Le rêve américain… version football

Ibrahima Ndiaye, étudiant et fervent supporter des Lions, suit l’actualité de près. « La Coupe du monde, ce n’est pas seulement du sport. C’est une vitrine pour le Sénégal. Beaucoup de jeunes veulent y aller pour montrer une autre image de notre pays. » Pour lui, le timing est malheureux : « On parle de restreindre l’immigration alors que des millions de supporters du monde entier vont voyager pour la compétition. »

Au-delà des supporters, la mesure inquiète aussi les familles sénégalaises engagées dans des procédures de regroupement familial ou de migration professionnelle. « Il y a des dossiers en cours depuis des années. Les gens attendaient 2026 pour peut-être enfin rejoindre leurs proches », souligne un juriste dakarois spécialisé en droit migratoire.

Le Département d’État américain a annoncé avoir déjà révoqué plus de 100 000 visas depuis le retour au pouvoir de Donald Trump. En parallèle, des centaines de milliers d’expulsions ont été enregistrées ces derniers mois.
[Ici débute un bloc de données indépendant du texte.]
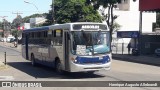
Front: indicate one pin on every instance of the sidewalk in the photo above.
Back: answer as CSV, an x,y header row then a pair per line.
x,y
143,59
10,46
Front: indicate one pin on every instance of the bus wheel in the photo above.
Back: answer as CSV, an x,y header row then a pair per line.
x,y
33,60
59,67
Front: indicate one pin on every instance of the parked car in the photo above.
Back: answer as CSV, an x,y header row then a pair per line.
x,y
157,51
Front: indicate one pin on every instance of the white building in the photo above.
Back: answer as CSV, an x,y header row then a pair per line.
x,y
128,17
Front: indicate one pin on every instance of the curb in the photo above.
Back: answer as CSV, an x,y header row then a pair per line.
x,y
135,61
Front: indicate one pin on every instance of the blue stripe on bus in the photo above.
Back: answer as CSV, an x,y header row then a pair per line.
x,y
37,29
89,60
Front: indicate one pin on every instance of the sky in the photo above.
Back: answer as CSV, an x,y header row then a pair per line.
x,y
8,7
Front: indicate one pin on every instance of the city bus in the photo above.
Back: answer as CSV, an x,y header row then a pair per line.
x,y
71,47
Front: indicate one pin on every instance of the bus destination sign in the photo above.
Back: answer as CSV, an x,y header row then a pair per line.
x,y
89,27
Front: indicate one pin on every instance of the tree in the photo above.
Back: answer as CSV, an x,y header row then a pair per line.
x,y
73,11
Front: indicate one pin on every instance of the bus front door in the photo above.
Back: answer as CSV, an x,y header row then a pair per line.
x,y
66,52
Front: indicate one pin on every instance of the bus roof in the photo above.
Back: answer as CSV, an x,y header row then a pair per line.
x,y
59,26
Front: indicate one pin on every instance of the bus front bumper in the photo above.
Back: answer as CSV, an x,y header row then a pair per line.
x,y
89,67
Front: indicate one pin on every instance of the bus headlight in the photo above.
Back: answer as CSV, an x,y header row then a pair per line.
x,y
74,60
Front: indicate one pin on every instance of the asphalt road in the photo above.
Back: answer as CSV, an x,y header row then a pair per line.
x,y
20,69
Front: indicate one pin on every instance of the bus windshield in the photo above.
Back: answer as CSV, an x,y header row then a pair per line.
x,y
90,42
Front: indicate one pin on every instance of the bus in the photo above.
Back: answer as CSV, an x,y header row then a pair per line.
x,y
71,47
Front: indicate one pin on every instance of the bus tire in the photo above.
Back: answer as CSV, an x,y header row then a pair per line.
x,y
33,60
58,67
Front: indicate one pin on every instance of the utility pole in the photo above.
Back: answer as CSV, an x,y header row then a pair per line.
x,y
53,18
16,42
4,26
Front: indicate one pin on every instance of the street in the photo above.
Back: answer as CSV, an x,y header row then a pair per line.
x,y
22,70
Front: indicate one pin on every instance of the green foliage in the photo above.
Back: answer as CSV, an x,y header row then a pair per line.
x,y
17,21
73,11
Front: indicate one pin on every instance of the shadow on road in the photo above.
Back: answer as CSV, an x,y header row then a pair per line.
x,y
47,72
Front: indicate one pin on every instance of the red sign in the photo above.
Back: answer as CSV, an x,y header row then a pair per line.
x,y
149,5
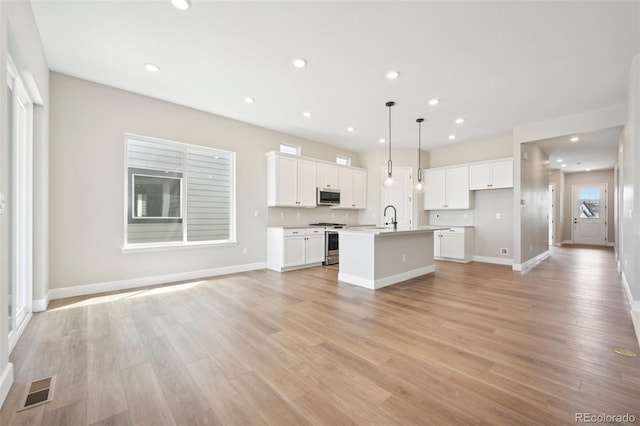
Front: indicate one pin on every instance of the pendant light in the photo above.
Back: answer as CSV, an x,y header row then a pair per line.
x,y
419,185
389,181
Entre espoir et incertitude

Pour l’instant, aucune annonce spécifique ne concerne les visas touristiques liés à la Coupe du monde. Mais l’incertitude plane. Amy Ngom garde malgré tout espoir : « On prie pour que tout se passe bien. Le football rassemble. Peut-être que les autorités américaines feront la différence entre immigration et simple passion sportive. »

Dans les rues de Dakar, les vendeurs de maillots continuent d’y croire. Les Lions de la Téranga préparent leur compétition. Les supporters, eux, retiennent leur souffle. Car au-delà des décisions politiques, c’est aussi un rêve collectif qui se joue : celui de voir des milliers de Sénégalais vibrer, aux côtés de leur équipe nationale, sur la plus grande scène du football mondial.
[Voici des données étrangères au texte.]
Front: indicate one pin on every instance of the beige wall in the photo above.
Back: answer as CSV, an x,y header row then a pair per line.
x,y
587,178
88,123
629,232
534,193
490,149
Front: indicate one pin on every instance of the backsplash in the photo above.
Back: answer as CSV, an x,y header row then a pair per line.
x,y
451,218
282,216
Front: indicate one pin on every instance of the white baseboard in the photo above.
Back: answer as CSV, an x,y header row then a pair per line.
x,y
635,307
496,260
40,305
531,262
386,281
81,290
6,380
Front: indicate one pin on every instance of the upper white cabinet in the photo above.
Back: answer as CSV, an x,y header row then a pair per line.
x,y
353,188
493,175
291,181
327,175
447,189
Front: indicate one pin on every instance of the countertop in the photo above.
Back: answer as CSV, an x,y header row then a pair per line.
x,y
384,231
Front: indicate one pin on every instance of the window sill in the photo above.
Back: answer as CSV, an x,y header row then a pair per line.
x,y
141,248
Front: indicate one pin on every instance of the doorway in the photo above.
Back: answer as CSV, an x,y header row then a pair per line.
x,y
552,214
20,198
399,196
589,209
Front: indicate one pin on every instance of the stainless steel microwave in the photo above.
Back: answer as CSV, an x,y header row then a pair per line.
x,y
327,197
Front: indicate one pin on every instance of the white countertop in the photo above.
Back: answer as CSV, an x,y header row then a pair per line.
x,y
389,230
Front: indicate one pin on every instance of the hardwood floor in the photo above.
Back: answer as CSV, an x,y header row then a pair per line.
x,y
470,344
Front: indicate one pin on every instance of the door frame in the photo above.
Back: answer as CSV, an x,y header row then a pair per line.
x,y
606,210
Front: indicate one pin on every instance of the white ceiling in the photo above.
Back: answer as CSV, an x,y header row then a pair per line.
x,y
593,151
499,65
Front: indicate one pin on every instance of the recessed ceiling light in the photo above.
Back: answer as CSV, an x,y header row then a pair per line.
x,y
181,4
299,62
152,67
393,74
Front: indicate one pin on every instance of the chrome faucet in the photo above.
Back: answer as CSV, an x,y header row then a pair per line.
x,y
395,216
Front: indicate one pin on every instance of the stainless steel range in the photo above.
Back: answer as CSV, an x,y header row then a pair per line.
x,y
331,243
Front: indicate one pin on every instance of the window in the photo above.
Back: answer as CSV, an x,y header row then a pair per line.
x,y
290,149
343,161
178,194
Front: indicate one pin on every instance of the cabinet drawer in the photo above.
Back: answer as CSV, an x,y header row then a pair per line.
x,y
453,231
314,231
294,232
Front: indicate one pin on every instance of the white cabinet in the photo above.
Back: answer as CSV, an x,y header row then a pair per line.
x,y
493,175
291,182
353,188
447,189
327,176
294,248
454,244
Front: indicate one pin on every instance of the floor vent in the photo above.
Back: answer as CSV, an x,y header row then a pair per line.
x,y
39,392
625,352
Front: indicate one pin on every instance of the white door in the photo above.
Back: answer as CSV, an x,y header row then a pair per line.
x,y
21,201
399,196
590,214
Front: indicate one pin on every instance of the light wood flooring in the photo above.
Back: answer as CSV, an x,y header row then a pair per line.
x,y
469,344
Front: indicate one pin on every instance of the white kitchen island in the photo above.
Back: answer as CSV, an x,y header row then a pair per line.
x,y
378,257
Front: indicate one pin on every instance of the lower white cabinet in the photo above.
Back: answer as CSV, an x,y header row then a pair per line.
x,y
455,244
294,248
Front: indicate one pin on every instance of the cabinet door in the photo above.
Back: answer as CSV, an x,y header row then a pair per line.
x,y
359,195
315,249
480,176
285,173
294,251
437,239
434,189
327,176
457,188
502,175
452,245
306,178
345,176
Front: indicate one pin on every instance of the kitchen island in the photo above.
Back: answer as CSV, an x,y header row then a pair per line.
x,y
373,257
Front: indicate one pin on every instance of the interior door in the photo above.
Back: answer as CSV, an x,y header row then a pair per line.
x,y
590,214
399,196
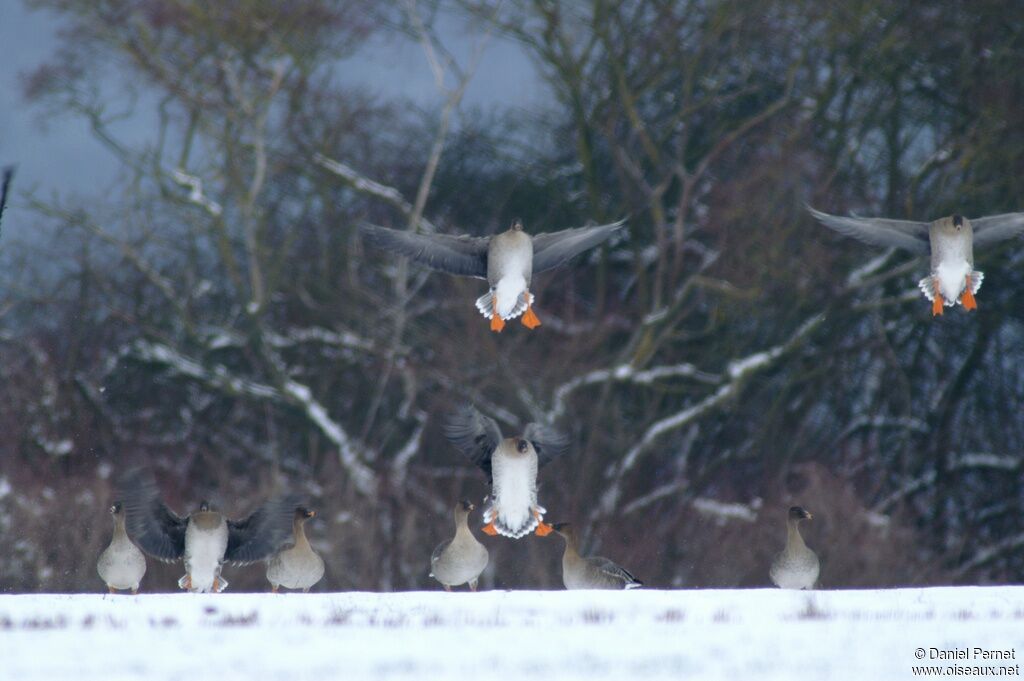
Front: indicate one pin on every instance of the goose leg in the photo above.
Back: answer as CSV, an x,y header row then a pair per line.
x,y
497,323
543,528
529,318
967,298
937,302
Depuis ce mercredi 21 janvier, les États-Unis ont suspendu toutes les demandes de visas d’immigration permanente pour 75 pays, dont 26 États africains. Parmi eux figurent notamment la Côte d’Ivoire, le Cameroun et le Sénégal.

Contrairement aux visas touristiques, la mesure concerne les visas dits « longs séjours », ceux qui permettent le regroupement familial ou l’accès à un emploi sur le territoire américain. Washington justifie cette décision par la volonté de revoir en profondeur le processus d’attribution de ces titres de séjour.

Pour Donald Trump, les immigrants doivent désormais être « financièrement autonomes » et ne pas « constituer une charge pour les Américains ». L’administration a ainsi engagé une révision complète de l’Immigration and Nationality Act, le texte qui encadre les règles d’obtention des visas d’immigration.

Les critères d’attribution pourraient évoluer sensiblement. Au-delà des ressources financières, l’âge et l’état de santé des candidats pourraient désormais être pris en compte dans l’évaluation des dossiers. Officiellement présentée comme provisoire, la suspension pourrait toutefois s’inscrire dans la durée. Les autorités américaines indiquent que le gel restera en vigueur tant qu’elles ne pourront garantir que les nouveaux migrants ne « puisent pas dans les richesses du peuple américain ».

Fin novembre 2025, Donald Trump avait déjà annoncé son intention de durcir radicalement la politique migratoire, évoquant même la possibilité d’annuler « des millions » d’admissions accordées sous la présidence de Joe Biden. Depuis son retour au pouvoir, plus de 100 000 visas auraient été révoqués, tandis que des centaines de milliers de personnes auraient été expulsées ou seraient parties volontairement, selon les chiffres communiqués par les autorités américaines.